There are several international trade
theories but the most important one is the theory of comparative advantage (columbia.edu [online]). This international trade
theory expounds that countries should only engage in producing what they are best at. This theory is better known as the Ricardian
model after a famous economist, Ricardo. According to this theory, countries
will benefit more if they specialise in producing only those goods they have comparative advantage over their international
trade partners, instead of producing everything. Whatever the country cannot produce efficiently can be supplied by the country
with comparative advantage in that product. Through international trade, the welfare in both countries is improved as each
get the best product at a relatively low price.
International trade, however, is not
solely about exchange of goods and services. International trade can serve as a medium of the exchange of ideas, culture,
and values ideal and so on. Almost all countries factor some foreign policy considerations in their trade policies. For instance,
Country X might decide it will not engage in international trade with country Y because the latter is a gross violator of
human rights, something completely unrelated with the comparative advantage theory. There is growing debate in the United
States on whether the country should review its international trade policies with the developing
countries to prevent incidences like September 11th (Finney, 2002). The proponents argue that poverty breeds resentment, and
with favourable trade terms with developing countries, international trade might help the biggest economy in the world to
regain ‘soft power’ because if it doesn’t, it might be supplanted by a more unsavoury regime (read China).

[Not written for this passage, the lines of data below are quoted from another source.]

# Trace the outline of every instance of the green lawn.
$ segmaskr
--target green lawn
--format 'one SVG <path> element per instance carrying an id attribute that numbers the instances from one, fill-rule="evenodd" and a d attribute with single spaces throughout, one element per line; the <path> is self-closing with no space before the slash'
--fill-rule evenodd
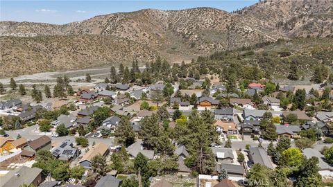
<path id="1" fill-rule="evenodd" d="M 232 139 L 232 140 L 236 140 L 236 139 L 237 139 L 237 136 L 236 136 L 234 135 L 227 135 L 227 139 Z"/>
<path id="2" fill-rule="evenodd" d="M 121 179 L 121 180 L 125 180 L 127 178 L 127 175 L 117 175 L 117 178 Z"/>

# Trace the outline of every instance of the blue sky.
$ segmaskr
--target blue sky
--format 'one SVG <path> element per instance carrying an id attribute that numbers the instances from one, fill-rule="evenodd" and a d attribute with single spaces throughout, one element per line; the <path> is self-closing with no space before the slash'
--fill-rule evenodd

International trade has its own risks.
The risks are mainly economic and political risks. Among economic risks is that the international seller is unsure about the
solvency of the buyer. There is also exchange rate risk. Countries also risk losing economic sovereignty if they become too
dependant on one dominant international trade partner. Mercantilist’s practices have tried to deal with these risks
in the various ways such the usage of letters of credit, bill of lading and other documents.
The political risks of international
trade, on the other hand include the risk of expropriation where the government may take up foreign held assets after a shift
in policy. Such practice has been recently witnessed in South America where a number of populist presidents have recently
been elected to office, the most notable one being Hugo Chavez who has been promoting his ‘21st century socialism’
slogan ideology. There is also the risk that cancellation of import/export licence on either side. There are also war risks,
but despite all these risks, international trade and globalisation are looking more and more inevitable.
References
1. POMERANZ, K, TOPIC, S (1999). The
World That Trade Created, M.E. Sharpe,
2. URL http://www.columbia.edu/~drd28/JJIE.pdf.
Last accessed 24 October 2007.
3. REIMPR de (1967) International Trade.
Routledge Publishers, Oxford.
4. Finney,
MI (2002) In the Face of Uncertainty. Amacom, Boston.